O Papa Vigílio e os demais Patriarcas deram a sua aprovação a esses artigos. Como se vê, tal condenação foi promulgada por um sínodo local de Constantinopla reunido em 543, e não pelo Concílio ecumênico' de Constantinopla II, o qual só se realizou em 553. Neste Concílio ecumênico, a questão da pré-existência e da sorte póstuma das almas humanas não voltou à baila; verdade é que Orígenes aí foi condenado juntamente com outros escritores cristãos por causa de erros concernentes a Cristo.

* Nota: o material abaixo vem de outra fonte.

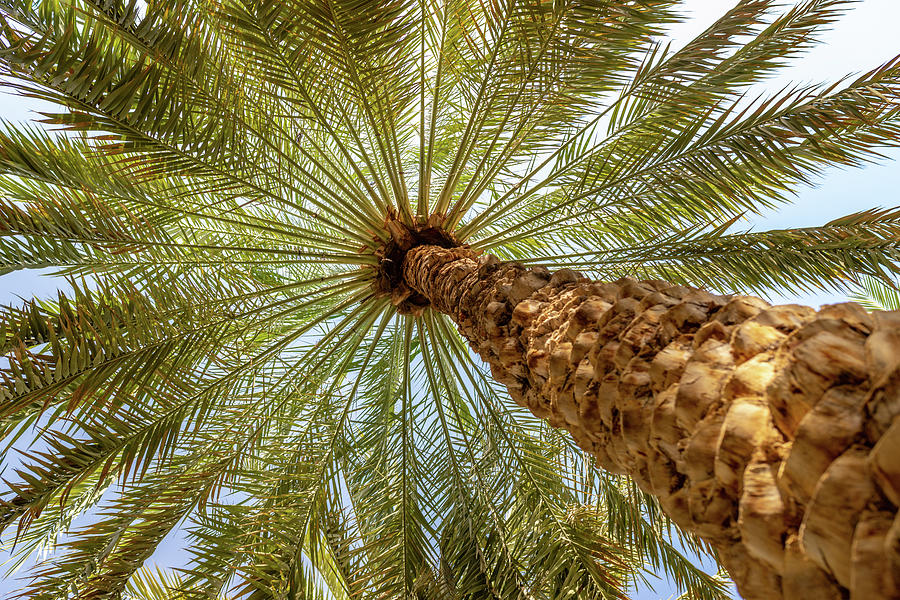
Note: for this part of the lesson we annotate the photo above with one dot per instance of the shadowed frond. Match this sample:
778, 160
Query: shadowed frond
241, 368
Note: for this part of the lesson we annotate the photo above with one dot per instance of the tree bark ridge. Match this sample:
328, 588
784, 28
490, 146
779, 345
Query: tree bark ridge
770, 431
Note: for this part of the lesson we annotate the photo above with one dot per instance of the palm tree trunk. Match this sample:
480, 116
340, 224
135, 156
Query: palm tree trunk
769, 431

Em conclusão, observamos o seguinte:


a) A doutrina da reencarnação nunca foi comum, nem é primitiva na Igreja Católica (atestam-no os depoimentos dos antigos escritores cristãos atrás mencionados);


b) Após Orígenes (séc. III), ela foi professada por grupos particulares de monges orientais, pouco versados em teologia, os quais se prevaleciam de afirmações daquele mestre, exagerando-as (daí a designação de "origenistas", que lhes coube);


c) Mesmo dentro da corrente origenista, a teoria da reencarnação não teve a voga que tiveram, por exemplo, as teses da preexistência das almas e da restauração de todas as criaturas na suposta bem-aventurança inicial;


d) Por isto as condenações proferidas por bispos e sínodos no séc. VI sobre o origenismo versam explicitamente sobre as doutrinas da preexistência e da restauração das almas (o que naturalmente implica a condenação da própria tese da reencarnação, na medida em que esta tese depende daquelas doutrinas e era professada pelos origenistas); e) A doutrina da reencarnação foi rejeitada não somente pelo magistério ordinário da Igreja (baseado na palavra da S. Escritura) desde os tempos mais remotos, mas também pelo magistério extraordinário nos concílios ecumênicos de Lião em 1274 ("As almas ... são imediatamente recebidas no céu") e de Florença em 1439 ("As almas ... passam imediatamente para o inferno a fim de aí receber a punição"): cf. Denzinger Schõnmetzer, Enquirídio n° 857 [464] e 1306 [693]. Ver também Concílio do Vaticano li, Const. Lumen Gentium n°- 48: "Terminado o único curso de nossa vida terrestre, possamos entrar nas bodas".